The demonstrations were designed to encourage more pharmacists' interventions when appropriate; in the process, valuable information about CS behavior was collected. Project C.A.R.E. found that paying pharmacists per CS service naturally increased the number of documented CS services, but in Iowa, where there was no explicit CS payment, we observed no effects of the intervention on CS activities. As partial evidence for a demonstration effect of the OPDUR intervention, Iowa cited a higher rate of prescription drug claim reversals for treatment than control pharmacies. Both demonstrations found evidence of substantial activities by pharmacists involving patient counseling and education.

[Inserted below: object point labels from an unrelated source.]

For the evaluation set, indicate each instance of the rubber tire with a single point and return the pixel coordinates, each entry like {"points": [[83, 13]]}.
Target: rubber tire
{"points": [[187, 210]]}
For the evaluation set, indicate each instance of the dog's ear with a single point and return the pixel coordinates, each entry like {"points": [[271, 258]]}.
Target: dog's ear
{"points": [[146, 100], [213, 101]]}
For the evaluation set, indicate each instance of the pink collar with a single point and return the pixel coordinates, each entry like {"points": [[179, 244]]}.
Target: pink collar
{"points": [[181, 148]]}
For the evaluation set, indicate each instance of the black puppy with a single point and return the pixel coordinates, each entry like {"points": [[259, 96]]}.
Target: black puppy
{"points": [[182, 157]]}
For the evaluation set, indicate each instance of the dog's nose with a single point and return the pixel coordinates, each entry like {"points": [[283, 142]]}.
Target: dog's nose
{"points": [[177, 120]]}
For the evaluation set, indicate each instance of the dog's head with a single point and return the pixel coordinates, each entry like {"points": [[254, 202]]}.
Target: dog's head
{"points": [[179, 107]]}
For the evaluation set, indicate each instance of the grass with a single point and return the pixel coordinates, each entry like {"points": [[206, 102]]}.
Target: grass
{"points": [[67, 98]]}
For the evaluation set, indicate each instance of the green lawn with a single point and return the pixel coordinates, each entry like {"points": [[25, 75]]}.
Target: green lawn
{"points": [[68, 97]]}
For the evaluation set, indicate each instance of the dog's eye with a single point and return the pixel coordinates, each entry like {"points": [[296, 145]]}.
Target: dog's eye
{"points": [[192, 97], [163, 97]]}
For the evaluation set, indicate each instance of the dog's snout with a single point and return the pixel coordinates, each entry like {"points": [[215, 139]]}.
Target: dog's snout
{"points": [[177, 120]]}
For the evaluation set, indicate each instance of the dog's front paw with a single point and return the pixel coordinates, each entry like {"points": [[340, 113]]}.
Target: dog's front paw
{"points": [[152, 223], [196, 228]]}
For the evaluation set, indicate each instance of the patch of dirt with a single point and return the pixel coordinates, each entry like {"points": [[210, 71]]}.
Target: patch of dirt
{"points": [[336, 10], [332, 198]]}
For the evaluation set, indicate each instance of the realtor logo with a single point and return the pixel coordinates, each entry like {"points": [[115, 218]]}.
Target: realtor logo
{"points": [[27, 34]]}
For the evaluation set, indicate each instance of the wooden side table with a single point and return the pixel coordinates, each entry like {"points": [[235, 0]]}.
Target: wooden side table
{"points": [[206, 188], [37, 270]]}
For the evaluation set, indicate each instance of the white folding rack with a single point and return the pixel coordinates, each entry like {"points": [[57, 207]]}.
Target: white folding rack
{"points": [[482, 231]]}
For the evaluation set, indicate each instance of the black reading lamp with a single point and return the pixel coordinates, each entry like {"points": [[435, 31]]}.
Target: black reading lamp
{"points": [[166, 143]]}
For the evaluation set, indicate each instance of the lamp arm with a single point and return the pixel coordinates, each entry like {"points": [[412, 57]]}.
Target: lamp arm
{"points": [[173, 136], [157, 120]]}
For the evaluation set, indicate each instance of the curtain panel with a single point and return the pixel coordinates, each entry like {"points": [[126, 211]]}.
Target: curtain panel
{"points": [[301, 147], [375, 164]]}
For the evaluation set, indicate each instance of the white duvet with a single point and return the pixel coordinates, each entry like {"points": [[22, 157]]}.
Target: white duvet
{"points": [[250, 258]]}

In the Washington CS demonstration, the treatment group that received payments for CS generated more documented services, as expected, than did the control group. Although the documented CS rate for treatment pharmacists ranged from 1.3 to 2.4 per 100 dispensed prescriptions, the control group with flat payment (Group B) produced 0.7-1.0. CS rates rose over time in Project C.A.R.E. In contrast, the average documented CS rate in Iowa treatment pharmacies was 0.16 per 100 claims, compared with 0.21 for control pharmacies. It is a notable contrast that documented CS rates fell during the period of Iowa's demonstration. Both in Washington and Iowa, demonstrations showed that pharmacies with higher activity levels (workloads per prescription volume) generated lower CS rates than pharmacies with lower activity levels. In both demonstrations, about one-half of all CS was for patient-related problems. In Project C.A.R.E., control pharmacies consulted with patients more frequently than treatment pharmacies but provided patient training and assessment less frequently. In Iowa, treatment pharmacies were more likely than controls to consult patients. CS in both States resulted in higher rates of prescriber consulting; treatment pharmacies' prescriber-consulting rate was 43.7 percent, compared with 31.4 percent of control pharmacies in Washington, and 82 percent, compared with 64 percent in Iowa.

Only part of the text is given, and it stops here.